AN ALTERNATIVE SOLUTION:
If you know that your signal is supposed to contain a certain number of dominant frequencies (not too many) and these are the only ones your are interesting in, then I would recommend that you use Pisarenko's harmonic decomposition (PHD) or Multiple signal classification (MUSIC, nice abbreviation!) to find these frequencies (and their corresponding amplitude values). This is less intensive computationally than the DFT. For example. if you KNOW the signal contains 3 dominant frequencies, Pisarenko will return the frequency values for these three, but keep in mind that the DFT reveals much more information, allowing you come to more conclusions.
Your initial assumption is incorrect. An FFT/DFT will not give you amplitudes only at certain discrete frequencies. Those discrete frequencies are only the centers of bins, each bin constituting a narrow-band filter with a main lobe of non-zero bandwidth, roughly a width or two of the FFT bin separation, depending on the window (rectangular, von Hann, etc.) applied before the FFT. Thus the amplitude of spectral content between bin centers will show up, but spread across multiple FFT result bins.

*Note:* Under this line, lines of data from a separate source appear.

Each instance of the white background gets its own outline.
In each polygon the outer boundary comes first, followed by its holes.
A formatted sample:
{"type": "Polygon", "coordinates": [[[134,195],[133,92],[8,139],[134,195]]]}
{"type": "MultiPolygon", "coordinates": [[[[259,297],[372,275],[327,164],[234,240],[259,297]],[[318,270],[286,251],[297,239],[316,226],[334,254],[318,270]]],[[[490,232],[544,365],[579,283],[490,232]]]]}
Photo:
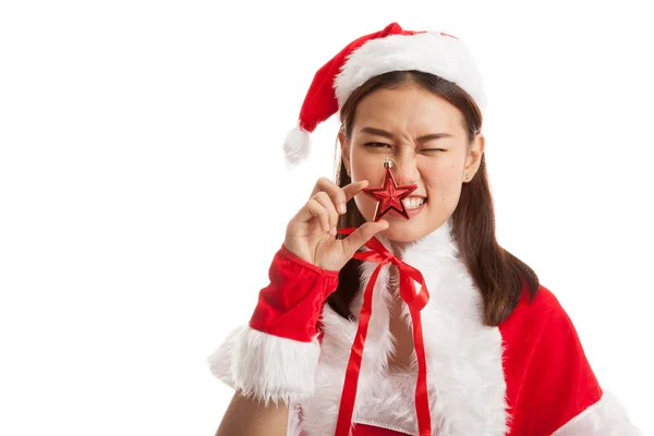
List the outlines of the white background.
{"type": "Polygon", "coordinates": [[[288,171],[315,71],[397,21],[486,77],[500,243],[653,434],[646,1],[3,1],[0,434],[211,435],[206,356],[246,323],[336,121],[288,171]]]}

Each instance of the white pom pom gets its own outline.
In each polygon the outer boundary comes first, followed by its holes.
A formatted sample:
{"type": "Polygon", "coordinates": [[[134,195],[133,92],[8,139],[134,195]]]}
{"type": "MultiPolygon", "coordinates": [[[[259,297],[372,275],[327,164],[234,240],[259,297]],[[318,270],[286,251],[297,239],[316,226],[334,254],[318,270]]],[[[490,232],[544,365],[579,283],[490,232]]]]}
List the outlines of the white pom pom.
{"type": "Polygon", "coordinates": [[[295,128],[289,132],[283,142],[283,154],[287,166],[292,167],[305,160],[311,149],[310,133],[295,128]]]}

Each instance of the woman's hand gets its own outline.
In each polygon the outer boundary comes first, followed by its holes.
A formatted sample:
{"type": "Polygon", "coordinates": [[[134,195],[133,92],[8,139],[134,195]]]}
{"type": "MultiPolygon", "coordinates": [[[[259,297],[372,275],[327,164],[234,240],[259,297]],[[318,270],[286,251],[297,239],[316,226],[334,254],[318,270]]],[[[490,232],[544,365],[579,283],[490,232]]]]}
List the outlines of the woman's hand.
{"type": "Polygon", "coordinates": [[[346,204],[367,184],[362,180],[340,189],[328,179],[319,179],[308,202],[287,226],[286,249],[318,268],[340,270],[363,244],[388,229],[388,221],[382,219],[365,222],[346,239],[336,239],[338,216],[346,213],[346,204]]]}

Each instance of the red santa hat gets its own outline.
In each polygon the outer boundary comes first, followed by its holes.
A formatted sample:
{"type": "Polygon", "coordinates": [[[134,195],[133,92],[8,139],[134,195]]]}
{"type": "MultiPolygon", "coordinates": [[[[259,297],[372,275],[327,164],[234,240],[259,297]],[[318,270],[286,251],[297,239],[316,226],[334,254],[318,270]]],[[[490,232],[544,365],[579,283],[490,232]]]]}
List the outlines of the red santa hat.
{"type": "Polygon", "coordinates": [[[456,83],[476,102],[486,105],[482,75],[468,47],[448,34],[403,31],[391,23],[383,31],[350,43],[315,74],[300,110],[298,126],[283,144],[289,166],[310,153],[310,134],[340,110],[354,89],[390,71],[417,70],[456,83]]]}

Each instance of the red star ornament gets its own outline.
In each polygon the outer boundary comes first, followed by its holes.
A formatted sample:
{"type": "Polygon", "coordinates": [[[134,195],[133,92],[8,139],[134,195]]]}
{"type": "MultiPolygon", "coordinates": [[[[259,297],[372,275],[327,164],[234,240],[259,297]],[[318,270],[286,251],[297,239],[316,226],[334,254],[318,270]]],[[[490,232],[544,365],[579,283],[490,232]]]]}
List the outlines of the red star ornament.
{"type": "Polygon", "coordinates": [[[384,185],[382,187],[366,187],[362,190],[362,192],[368,197],[377,201],[374,218],[374,221],[376,222],[391,210],[395,210],[409,219],[409,214],[407,213],[402,199],[407,198],[416,189],[416,184],[403,184],[398,186],[390,168],[386,168],[384,185]]]}

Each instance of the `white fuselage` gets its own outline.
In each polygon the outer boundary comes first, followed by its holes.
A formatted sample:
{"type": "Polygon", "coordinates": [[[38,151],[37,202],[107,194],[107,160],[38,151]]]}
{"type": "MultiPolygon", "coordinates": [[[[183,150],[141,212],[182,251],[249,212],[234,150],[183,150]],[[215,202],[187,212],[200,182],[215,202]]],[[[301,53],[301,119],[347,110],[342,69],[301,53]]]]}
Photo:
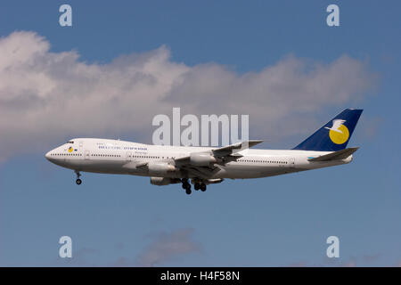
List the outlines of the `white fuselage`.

If the separation of key signals is large enough and the noise level is low enough, then you can interpolate the FFT results to examine frequencies between bin centers. You may need to use a high quality interpolator, such as a Sinc kernel.
If your signal separation is smaller or the noise level is higher, then you may need a longer window of data to feed a longer FFT to gather sufficient resolution information. An FFT window of length 256 at 44.1k sample rate is almost certainly just too short to gather sufficient information regarding spectral content below a few 100 Hz, if those are among the frequencies you would like to see examined, as they can't be separated cleanly from a DC bias (bin 0).
Unfortunately, there's a degree of uncertainty in identifying the frequencies in a fixed sample of a signal. If you use a short FFT, then there's no way to tell the difference between frequencies over a fairly wide range. If you use a long FFT to get higher resolution in the frequency domain, then you can't detect frequency changes as quickly. This is inherent in the math.
Off the top of my head: If you want a 15kHz range at 1Hz increments, you need a 15000 point FFT, which at 44.1kHz means you'll get a frequency plot three times per second. (I may be missing a factor of 2 in there as I can't recall whether the Nyquist limit means you actually want a 30kHz bandwidth.)
You may also be interested in the Short-time Fourier transform. It doesn't solve the fundamental trade-off problem but in practice may get you what you want.